1. Assuming They’ll Find Perfect Suitors Immediately


Since most entrepreneurs have enjoyed a lot of hard-earned success, it’s no wonder many assume that a buyer (or two or three . . .) will appear as soon as they’re ready to sell. Unfortunately, that’s just not the case for the majority of sellers. Nearly 80 percent of companies on the market won’t sell. Knowing this will stop you from becoming too impatient and will let you take steps now to ensure that your business is attractive to the buyers who are out there.


2. Assuming Their Business Will Sell for Many Times Their EBITDA


This is a big one. In my experience, most entrepreneurs automatically assume they will sell their business for four or five times their EBITDA easily. That’s because most haven’t done much research into average sales prices in their markets. According to a 2013 Q3 BizBuySell Insight Report, the average sale price for a small business was $180,000, with a multiple of 0.6. That comes out to a 60 percent value of EBITDA—not anywhere near 500 percent.


3. Assuming They’re Unstoppable


Hubris: It’s what entrepreneur Frederic Kerrest calls “a startup’s worst mistake” in his Forbes guest post. He writes, “It’s a big mistake that startups and established companies alike make. It lulls them into cockiness, complacency and a sense of invincibility and causes them to lose sight of what matters most—making customers successful.” Know your strengths, weaknesses, and your competition and you’ll make your company more profitable now and more saleable in the future.


4. Assuming They Can Sell Their Business Themselves


Many entrepreneurs may be attracted to the idea of selling their own business because they think they’ll save money and won’t have to pay any broker’s fees. While that may be true in the short term, selling your business without an exit team will hurt you in the long run and is essentially guaranteed to leave you with less money in the end.

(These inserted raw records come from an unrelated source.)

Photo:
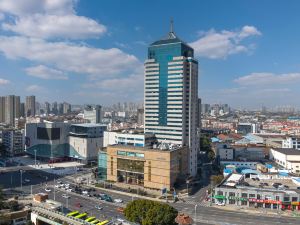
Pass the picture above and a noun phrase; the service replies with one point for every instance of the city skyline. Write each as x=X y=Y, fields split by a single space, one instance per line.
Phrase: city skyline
x=98 y=58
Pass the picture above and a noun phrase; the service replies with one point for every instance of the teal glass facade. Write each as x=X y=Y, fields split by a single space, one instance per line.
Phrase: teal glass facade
x=163 y=52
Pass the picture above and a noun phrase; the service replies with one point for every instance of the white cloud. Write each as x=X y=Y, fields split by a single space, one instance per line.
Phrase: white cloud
x=214 y=45
x=34 y=88
x=4 y=82
x=69 y=57
x=46 y=73
x=268 y=79
x=129 y=88
x=49 y=19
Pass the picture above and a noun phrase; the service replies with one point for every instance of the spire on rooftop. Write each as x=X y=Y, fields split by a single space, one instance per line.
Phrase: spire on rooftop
x=171 y=33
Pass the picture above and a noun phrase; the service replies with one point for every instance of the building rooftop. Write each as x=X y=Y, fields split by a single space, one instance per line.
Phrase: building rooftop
x=88 y=125
x=287 y=151
x=157 y=147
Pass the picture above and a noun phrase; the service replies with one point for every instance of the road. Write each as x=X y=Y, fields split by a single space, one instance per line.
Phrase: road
x=205 y=215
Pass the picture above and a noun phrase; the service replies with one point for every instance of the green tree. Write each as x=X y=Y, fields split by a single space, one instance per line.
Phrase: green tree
x=13 y=205
x=148 y=212
x=216 y=179
x=205 y=143
x=29 y=222
x=211 y=155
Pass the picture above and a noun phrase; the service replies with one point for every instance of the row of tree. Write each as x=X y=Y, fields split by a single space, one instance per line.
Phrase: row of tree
x=147 y=212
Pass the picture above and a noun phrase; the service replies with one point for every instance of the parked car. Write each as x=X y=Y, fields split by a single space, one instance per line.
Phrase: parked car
x=120 y=209
x=78 y=205
x=65 y=196
x=47 y=189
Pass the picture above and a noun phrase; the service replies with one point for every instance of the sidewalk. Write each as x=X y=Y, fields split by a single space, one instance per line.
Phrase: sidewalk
x=264 y=212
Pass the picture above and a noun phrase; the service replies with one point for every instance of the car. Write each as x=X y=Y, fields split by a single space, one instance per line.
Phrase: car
x=98 y=207
x=65 y=196
x=120 y=209
x=118 y=200
x=220 y=203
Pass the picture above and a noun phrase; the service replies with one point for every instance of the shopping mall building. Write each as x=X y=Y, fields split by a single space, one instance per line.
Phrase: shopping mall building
x=155 y=167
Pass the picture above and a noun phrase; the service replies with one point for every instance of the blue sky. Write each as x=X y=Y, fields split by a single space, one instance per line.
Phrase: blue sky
x=92 y=51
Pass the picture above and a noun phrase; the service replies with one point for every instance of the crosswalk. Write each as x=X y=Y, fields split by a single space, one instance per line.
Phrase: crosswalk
x=193 y=202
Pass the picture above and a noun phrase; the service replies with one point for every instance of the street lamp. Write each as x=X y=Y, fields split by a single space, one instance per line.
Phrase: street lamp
x=34 y=157
x=196 y=213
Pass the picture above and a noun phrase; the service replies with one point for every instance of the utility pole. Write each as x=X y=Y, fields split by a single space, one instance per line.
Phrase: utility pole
x=35 y=158
x=196 y=213
x=21 y=172
x=54 y=189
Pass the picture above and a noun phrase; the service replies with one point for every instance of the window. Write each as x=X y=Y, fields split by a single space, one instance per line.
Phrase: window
x=294 y=199
x=251 y=195
x=258 y=196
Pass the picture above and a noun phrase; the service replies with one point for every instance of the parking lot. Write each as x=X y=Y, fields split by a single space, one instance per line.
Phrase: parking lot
x=280 y=184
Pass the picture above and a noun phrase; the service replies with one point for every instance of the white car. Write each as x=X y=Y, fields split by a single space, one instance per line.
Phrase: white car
x=47 y=189
x=65 y=196
x=98 y=207
x=118 y=200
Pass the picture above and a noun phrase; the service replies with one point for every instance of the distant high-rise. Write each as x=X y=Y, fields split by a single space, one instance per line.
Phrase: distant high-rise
x=2 y=109
x=11 y=108
x=30 y=106
x=171 y=95
x=93 y=114
x=60 y=108
x=54 y=108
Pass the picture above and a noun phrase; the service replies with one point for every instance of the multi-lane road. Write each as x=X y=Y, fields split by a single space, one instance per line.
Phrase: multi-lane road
x=204 y=214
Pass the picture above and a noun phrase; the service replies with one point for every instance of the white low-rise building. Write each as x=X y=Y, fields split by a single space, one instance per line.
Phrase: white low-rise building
x=291 y=142
x=288 y=158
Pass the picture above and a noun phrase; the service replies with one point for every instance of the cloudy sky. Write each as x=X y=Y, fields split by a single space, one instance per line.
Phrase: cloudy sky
x=92 y=51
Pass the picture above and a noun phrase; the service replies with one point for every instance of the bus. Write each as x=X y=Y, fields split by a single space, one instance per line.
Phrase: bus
x=95 y=221
x=103 y=222
x=74 y=213
x=81 y=216
x=90 y=219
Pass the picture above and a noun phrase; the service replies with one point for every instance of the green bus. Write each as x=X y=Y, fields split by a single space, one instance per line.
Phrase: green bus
x=81 y=216
x=74 y=213
x=103 y=222
x=90 y=219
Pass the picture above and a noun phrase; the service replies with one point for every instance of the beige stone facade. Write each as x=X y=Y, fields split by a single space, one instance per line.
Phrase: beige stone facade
x=150 y=168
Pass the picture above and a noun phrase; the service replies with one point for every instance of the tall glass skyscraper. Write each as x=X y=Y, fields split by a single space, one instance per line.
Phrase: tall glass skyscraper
x=171 y=94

5. Assuming Their Exit Is an Isolated Event


When fantasizing about the sale of your business, do you picture yourself signing a deal, cashing your check, and hopping on a plane to your favorite vacation destination? Many do. But you shouldn’t think of your exit as a one-time event: It’s a dynamic process that should take at least two or three years. Be willing to put the time into exit planning. You won’t be sorry.